La création des SPIP n’a en rien modifié la nature et le contenu des missions exercées par leurs agents (conseillers d’insertion ou travailleurs sociaux) au sein des établissements pénitentiaires. Pour autant, elle a rendu leur positionnement plus difficile à cerner puisqu’elle les a détachés de l’autorité des chefs d’établissement pour les placer sous celle des directeurs de SPIP.

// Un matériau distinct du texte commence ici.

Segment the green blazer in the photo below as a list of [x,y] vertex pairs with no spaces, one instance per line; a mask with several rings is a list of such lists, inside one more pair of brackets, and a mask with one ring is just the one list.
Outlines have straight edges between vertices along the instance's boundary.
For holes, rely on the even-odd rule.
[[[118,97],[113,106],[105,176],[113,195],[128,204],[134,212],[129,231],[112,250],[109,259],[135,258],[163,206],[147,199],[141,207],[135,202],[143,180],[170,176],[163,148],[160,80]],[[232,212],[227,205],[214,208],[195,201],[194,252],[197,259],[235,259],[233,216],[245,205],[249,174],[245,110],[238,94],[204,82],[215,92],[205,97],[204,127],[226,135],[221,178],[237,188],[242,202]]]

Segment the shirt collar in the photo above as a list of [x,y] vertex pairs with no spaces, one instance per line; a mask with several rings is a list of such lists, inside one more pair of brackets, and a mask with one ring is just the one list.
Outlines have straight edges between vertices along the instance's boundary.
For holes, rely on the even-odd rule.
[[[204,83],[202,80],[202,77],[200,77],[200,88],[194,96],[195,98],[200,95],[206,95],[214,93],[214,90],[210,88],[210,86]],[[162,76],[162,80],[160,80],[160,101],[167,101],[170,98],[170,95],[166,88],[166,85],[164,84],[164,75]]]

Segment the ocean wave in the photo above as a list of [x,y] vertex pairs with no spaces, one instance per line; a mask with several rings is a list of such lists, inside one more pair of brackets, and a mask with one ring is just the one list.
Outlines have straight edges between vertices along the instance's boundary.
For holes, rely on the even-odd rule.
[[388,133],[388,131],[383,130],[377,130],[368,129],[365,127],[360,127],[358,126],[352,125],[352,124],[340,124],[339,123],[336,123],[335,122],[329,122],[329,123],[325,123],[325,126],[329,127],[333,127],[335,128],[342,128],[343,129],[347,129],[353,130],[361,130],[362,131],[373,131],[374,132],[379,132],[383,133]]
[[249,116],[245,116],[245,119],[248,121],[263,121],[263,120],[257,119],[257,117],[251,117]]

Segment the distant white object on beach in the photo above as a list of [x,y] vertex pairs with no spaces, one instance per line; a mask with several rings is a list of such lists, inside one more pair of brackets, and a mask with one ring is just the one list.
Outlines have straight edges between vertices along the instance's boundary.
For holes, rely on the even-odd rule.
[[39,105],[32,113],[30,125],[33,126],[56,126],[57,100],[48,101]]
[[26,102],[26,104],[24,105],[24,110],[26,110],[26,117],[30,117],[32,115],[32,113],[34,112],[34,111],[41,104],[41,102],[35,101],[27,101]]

Les circulaires d’application de la réforme de 1999 avaient abordé le problème sans pour autant le résoudre. Elles prévoyaient surtout que l’élaboration d’une politique départementale d’insertion devait donner lieu à la rédaction d’engagements de services et à une refonte des règlements intérieurs. Dans les faits, ces derniers ont rarement été révisés ; quant aux engagements de service, ils se sont révélés difficiles à négocier et ont parfois achoppé sur des difficultés sérieuses (organisation de permanences d’accueil) ou dérisoires (conflit relatif à l’attribution d’un bureau). Ceux qui ont vu le jour se présentent comme des documents de compromis reflétant souvent les problèmes de cohabitation rencontrés par deux autorités devenues indépendantes et jalouses de leurs prérogatives respectives. Or la priorité accordée aux questions de sécurité et l’importance de ses pouvoirs en matière d’affectation et de discipline placent nécessairement le chef d’établissement dans une situation prééminente, qui peut avoir des conséquences sur la manière dont les conseillers d’insertion, et derrière eux le SPIP dont ils relèvent, exercent leurs fonctions.

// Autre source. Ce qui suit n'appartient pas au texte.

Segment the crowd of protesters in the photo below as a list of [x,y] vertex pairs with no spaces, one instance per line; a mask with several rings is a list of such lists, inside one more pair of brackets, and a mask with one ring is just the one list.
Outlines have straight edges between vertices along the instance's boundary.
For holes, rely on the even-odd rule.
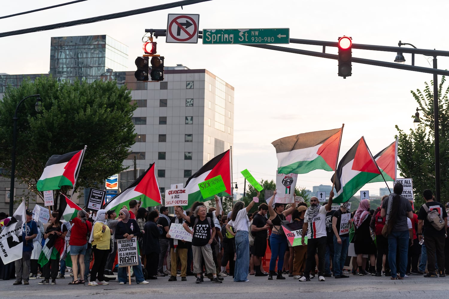
[[[332,208],[333,192],[322,205],[313,196],[310,205],[300,202],[286,207],[274,202],[276,191],[267,203],[255,198],[246,206],[236,202],[227,215],[196,202],[190,211],[175,206],[171,217],[167,207],[146,209],[132,200],[118,215],[114,210],[92,215],[81,210],[63,223],[53,212],[43,224],[33,220],[28,209],[22,257],[14,262],[13,284],[28,285],[38,277],[42,279],[40,285],[56,284],[66,278],[67,267],[71,268],[69,285],[109,284],[117,264],[116,240],[135,237],[140,258],[132,266],[133,277],[128,277],[127,267],[118,268],[119,284],[129,279],[146,284],[164,277],[170,282],[177,277],[185,281],[189,276],[196,277],[198,284],[204,277],[221,283],[228,276],[235,282],[246,282],[252,275],[271,280],[285,279],[283,275],[288,274],[300,282],[316,275],[320,282],[350,274],[392,280],[411,274],[444,277],[449,269],[449,206],[435,201],[427,189],[423,192],[425,204],[414,211],[413,203],[401,195],[402,189],[396,183],[394,193],[383,196],[375,210],[363,199],[352,213],[347,202]],[[216,206],[219,200],[216,196]],[[248,214],[255,204],[257,211]],[[0,213],[0,223],[7,224],[6,216]],[[192,242],[173,238],[169,231],[173,223],[191,234]],[[298,228],[299,242],[287,238],[283,225]],[[268,272],[265,259],[270,260]]]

La place du SPIP et de ses agents est d’autant plus ambiguë que leur intervention est censée être différenciée. Le plus souvent, leur rôle est de mettre en cohérence et de coordonner l’action d’acteurs (surveillants, enseignants, associations...) dont aucun ne relève véritablement de leur autorité : leur pouvoir est surtout d’influence, sauf dans le cas particulier de la préparation des mesures d’aménagement de peines. Or c’est précisément dans ce domaine que la loi du 15 juin 2000 renforçant la présomption d’innocence et les droits des victimes a apporté des modifications fondamentales aux modalités de prise en charge des détenus.
L’un des points essentiels de cette loi a été la juridictionnalisation des procédures d’application des peines, impliquant la décision motivée d’un magistrat prise après un débat contradictoire au cours duquel le détenu peut être assisté d’un avocat. Il en est résulté un renforcement du degré d’exigence à l’égard des SPIP pour la préparation des aménagements de peine, puisqu’ils doivent désormais contribuer à la préparation de l’avis écrit de l’administration pénitentiaire, qui figure au dossier. Le travail d’instruction correspondant doit être d’autant plus rigoureux que l’avis en question peut être utilisé comme moyen d’appel. Il en résulte une charge de plus en plus lourde pour les agents du SPIP.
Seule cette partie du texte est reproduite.